It’s been awhile since I’ve written. I am still here! I hope you all are too! It’s been quite a journey. Recently I went on an off road camping adventure with a girlfriend. She has a jeep. A brand new jeep. A brand new fancy basically self driving jeep designed specifically for off roading. For some of the trip I had to get out of the jeep and walk. The sheer cliff on our left side, on the bumpy dirt road we were on was just too much for me. My friend didn’t miss a beat. “Sure, jump out. No problem. You want to go ahead of me or me go ahead of you?” She’s an amazing friend!
I haven’t been surrounded by a lot of people in my life who just accepted me and my quirks, but over the past few months I have been expanding my circle and letting new people into my life. It has been the most beautiful experience! There really are some amazing people out there. I have also released all of the shame and guilt I held over being estranged from my daughter and not liking or getting along with my sister. It is empowering and a weight has been lifted from my shoulders. I have also let go of my anger and resentment of others.
This did not come easily.

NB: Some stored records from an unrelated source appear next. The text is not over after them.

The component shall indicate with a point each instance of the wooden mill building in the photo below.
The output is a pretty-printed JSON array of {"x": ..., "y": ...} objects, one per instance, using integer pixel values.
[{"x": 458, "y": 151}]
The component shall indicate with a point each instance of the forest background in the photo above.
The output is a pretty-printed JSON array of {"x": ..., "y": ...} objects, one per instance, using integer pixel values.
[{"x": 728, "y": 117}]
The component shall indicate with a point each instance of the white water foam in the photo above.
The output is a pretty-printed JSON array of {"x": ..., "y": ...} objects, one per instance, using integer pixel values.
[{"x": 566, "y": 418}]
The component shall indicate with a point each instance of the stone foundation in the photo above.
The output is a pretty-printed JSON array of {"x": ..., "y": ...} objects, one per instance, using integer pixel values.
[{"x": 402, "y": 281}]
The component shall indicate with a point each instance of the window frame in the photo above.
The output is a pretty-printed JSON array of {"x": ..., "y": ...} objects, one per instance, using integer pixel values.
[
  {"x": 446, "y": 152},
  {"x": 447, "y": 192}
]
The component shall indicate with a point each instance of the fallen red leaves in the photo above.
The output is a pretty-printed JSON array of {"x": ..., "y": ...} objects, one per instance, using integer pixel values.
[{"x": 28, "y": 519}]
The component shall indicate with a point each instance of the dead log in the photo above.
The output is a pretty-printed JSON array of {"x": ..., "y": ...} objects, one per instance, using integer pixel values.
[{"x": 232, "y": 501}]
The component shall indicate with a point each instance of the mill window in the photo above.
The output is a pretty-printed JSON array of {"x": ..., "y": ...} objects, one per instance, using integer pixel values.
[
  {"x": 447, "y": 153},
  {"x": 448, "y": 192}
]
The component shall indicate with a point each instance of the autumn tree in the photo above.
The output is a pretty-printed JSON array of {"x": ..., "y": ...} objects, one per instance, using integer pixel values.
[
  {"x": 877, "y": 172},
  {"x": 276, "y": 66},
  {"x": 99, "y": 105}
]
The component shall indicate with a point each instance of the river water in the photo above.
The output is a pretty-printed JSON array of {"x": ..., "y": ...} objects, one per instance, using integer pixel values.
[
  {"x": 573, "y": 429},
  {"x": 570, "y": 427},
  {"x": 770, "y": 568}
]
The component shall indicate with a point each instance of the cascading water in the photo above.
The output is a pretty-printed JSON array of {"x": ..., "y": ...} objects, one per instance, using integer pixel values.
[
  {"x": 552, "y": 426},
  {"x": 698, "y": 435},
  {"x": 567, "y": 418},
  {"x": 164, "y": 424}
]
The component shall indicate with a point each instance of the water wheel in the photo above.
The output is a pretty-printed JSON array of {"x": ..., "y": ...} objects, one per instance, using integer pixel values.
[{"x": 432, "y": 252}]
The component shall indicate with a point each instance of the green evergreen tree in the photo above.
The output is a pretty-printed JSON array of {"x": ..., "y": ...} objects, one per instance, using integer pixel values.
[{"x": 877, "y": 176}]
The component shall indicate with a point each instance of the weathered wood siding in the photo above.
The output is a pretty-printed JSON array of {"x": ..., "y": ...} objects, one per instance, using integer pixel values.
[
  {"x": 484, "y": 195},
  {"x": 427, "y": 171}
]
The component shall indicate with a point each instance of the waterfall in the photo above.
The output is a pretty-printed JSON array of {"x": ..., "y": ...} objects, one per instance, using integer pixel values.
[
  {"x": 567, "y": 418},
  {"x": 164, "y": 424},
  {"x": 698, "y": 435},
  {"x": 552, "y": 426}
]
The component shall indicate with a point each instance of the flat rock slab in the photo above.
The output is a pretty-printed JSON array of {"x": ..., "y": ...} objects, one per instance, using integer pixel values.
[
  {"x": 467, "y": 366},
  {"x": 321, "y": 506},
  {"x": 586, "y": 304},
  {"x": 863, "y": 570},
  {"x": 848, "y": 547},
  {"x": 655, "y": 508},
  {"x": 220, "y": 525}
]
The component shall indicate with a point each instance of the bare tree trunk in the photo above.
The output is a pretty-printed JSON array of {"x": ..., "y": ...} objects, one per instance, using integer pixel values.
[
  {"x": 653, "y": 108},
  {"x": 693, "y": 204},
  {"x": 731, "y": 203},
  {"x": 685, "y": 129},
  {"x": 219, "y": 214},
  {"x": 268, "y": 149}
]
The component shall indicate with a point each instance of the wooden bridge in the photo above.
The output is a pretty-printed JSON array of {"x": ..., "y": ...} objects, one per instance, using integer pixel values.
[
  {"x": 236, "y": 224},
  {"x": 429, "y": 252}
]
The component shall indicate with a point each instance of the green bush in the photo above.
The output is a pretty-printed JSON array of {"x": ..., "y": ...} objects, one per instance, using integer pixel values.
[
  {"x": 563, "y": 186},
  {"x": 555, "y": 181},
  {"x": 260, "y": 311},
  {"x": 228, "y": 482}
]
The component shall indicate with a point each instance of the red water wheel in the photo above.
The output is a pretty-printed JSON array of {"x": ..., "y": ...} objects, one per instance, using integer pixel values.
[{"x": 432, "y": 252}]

I spent time recently in service at a meditation center. While in service, you perform duties around the meditation center to help get it ready for the next meditation course. You also get 3 hours a day of silent meditation. During my silent meditation hours I went deep into meditation. I dropped into a dark whole and explored a lot of my fears and my beliefs. At night my dreams were extremely intense, bringing up all the issues I had worked on in meditation. (*I do realize meditation is for clearing your mind, however even when focusing on your breathe or your body (as you do in Vipassanna) issues arise that you work through and find relief for your mind, body, and soul.) It is not easy work, but it is worth it.
I am no longer suicidal. I do not believe the suicidal ideation will return. I will still have bad days. I will still have days where I doubt myself, but as long as I continue on my journey I know I will be okay. Please don’t ever give up!